Excesses only matter when a car is involved in an incident and needs to be repaired. At this point they really matter though, making the financial strain of repairs somebody else's concern. Cheaper insurance policies can offer amazingly cheap voluntary excesses, even down to paying nothing whatsoever. Unfortunately, the bottom line here is the compulsory excess which can go up to £3000+. The purpose of this is clear- your car will need more than £3000 worth of work to be done or you won't claim for it. So, unless you are willing to have your car out of service until you can afford to pay for repairs yourself, making sure the excess on your policy is affordable is a must.

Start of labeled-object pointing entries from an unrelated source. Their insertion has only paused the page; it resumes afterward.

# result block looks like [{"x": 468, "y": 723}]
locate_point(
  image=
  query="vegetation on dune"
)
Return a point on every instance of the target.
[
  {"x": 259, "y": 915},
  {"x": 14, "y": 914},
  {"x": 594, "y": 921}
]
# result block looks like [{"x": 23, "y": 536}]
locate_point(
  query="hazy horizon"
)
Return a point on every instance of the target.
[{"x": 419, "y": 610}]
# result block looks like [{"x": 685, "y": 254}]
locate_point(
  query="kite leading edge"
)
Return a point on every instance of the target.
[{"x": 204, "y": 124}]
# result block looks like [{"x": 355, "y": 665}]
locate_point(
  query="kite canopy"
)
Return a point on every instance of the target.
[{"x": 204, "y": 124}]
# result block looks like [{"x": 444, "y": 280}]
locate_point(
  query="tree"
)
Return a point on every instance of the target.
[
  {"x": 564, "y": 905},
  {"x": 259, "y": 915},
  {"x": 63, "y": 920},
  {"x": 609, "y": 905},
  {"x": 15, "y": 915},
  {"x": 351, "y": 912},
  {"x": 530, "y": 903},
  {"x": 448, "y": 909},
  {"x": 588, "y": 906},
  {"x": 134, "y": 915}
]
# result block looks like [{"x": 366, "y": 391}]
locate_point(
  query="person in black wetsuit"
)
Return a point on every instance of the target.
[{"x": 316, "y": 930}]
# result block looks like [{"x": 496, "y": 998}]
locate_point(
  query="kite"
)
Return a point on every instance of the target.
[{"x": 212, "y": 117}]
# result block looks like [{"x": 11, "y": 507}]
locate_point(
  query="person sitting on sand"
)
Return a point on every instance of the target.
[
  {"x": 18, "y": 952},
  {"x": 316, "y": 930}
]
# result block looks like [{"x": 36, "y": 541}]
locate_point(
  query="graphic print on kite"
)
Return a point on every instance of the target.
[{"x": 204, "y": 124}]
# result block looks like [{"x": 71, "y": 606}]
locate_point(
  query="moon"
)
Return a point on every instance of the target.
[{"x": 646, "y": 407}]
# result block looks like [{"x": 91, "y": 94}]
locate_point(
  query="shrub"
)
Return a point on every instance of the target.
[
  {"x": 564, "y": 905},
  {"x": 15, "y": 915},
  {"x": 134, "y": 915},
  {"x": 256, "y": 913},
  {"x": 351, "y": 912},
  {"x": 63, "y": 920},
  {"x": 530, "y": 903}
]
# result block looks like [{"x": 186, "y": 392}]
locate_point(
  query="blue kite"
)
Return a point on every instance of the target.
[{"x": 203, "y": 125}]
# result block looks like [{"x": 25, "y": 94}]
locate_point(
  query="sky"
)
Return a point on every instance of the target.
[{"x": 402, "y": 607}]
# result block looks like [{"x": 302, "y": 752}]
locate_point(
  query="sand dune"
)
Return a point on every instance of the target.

(Lack of) Customer Service
The last thing you want to be doing when dealing with in the aftermath of an accident is an automaton where you are unable to get yourself heard. Yet this is what has happened to customers of cheaper policies who- having phoned up twice to be told that the company is experiencing high demand and will call back as soon as possible- were still waiting to speak to someone simply to report their incident after 48 hours. Some comparison sites rate the insurance companies they deal with and it is worth using this to assess how other drivers have found their insurers to perform.
Patched or Repaired?
Who repairs your car and who is liable if this work needs repairing again is another point to think about. A lot of insurers want your vehicle to be repaired by their approved mechanics, meaning they are responsible if things aren't as solid as they should be. It may not seem a big deal if a cheaper policy allows you to make your own arrangements- but if these repairs quickly need repairing you are liable instead. Make sure you are clued up about your options before you buy your insurance.